Bridging the gap between the micro- and the macro-world of tumors

TL;DR

This paper presents a computational simulation model that links microscopic cellular processes to macroscopic tumor behavior, aiming to predict large tumor dynamics from basic biological knowledge.

Contribution

It introduces a detailed yet understandable simulation framework that bridges cellular-level processes with tumor-scale modeling, addressing a key gap in cancer research.

Findings

Developed a simulation program based on biochemical and biophysical processes.

Provides a structured approach to connect microscopic and macroscopic tumor models.

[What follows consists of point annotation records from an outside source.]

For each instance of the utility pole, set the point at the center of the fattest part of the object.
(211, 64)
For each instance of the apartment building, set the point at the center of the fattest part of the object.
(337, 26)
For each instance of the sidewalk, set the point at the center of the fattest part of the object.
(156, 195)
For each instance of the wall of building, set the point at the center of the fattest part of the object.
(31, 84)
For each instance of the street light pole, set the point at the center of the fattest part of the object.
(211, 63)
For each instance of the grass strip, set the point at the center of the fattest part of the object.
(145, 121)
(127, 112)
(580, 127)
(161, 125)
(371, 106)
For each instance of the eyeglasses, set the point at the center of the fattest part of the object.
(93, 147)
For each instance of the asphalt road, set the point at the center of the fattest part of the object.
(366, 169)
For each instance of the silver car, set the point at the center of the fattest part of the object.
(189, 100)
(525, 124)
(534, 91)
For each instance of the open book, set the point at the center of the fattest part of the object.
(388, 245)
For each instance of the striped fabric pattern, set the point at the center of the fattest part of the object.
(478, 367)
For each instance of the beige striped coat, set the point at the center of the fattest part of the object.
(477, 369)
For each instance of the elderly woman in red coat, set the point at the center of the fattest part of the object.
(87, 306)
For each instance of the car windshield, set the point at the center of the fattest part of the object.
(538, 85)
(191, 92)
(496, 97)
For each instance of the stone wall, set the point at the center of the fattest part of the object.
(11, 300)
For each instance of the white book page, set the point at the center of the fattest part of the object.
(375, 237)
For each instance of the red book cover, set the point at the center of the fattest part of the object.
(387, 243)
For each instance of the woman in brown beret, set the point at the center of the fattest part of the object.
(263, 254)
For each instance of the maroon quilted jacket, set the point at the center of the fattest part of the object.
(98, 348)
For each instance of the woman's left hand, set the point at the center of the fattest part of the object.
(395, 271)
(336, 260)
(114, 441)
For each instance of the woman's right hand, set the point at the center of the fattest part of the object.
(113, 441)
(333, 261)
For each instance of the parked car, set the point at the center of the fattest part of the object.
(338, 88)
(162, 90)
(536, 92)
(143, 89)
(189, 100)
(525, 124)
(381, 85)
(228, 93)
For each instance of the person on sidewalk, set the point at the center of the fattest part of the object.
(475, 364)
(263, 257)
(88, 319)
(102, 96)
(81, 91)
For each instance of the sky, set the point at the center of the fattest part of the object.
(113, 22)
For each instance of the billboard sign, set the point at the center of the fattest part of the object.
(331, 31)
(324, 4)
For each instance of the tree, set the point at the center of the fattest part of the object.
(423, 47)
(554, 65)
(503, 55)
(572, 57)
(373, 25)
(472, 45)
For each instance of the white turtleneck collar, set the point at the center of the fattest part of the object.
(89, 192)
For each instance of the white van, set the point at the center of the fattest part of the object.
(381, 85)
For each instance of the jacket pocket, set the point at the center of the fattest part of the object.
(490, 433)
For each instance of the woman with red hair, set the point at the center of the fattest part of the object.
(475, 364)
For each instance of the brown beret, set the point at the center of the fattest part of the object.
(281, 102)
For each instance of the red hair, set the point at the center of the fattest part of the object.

Facilitates prediction of tumor behavior from cellular-level data.

Abstract

At present it is still quite difficult to match the vast knowledge on the behavior of individual tumor cells with macroscopic measurements on clinical tumors. On the modeling side, we already know how to deal with many molecular pathways and cellular events, using systems of differential equations and other modeling tools, and ideally, we should be able to extend such a mathematical description up to the level of large tumor masses. An extended model should thus help us forecast the behavior of large tumors from our basic knowledge of microscopic processes. Unfortunately, the complexity of these processes makes it very difficult -- probably impossible -- to develop comprehensive analytical models. We try to bridge the gap with a simulation program which is based on basic biochemical and biophysical processes -- thereby building an effective computational model -- and in this paper we describe its structure, endeavoring to make the description sufficiently detailed and yet understandable.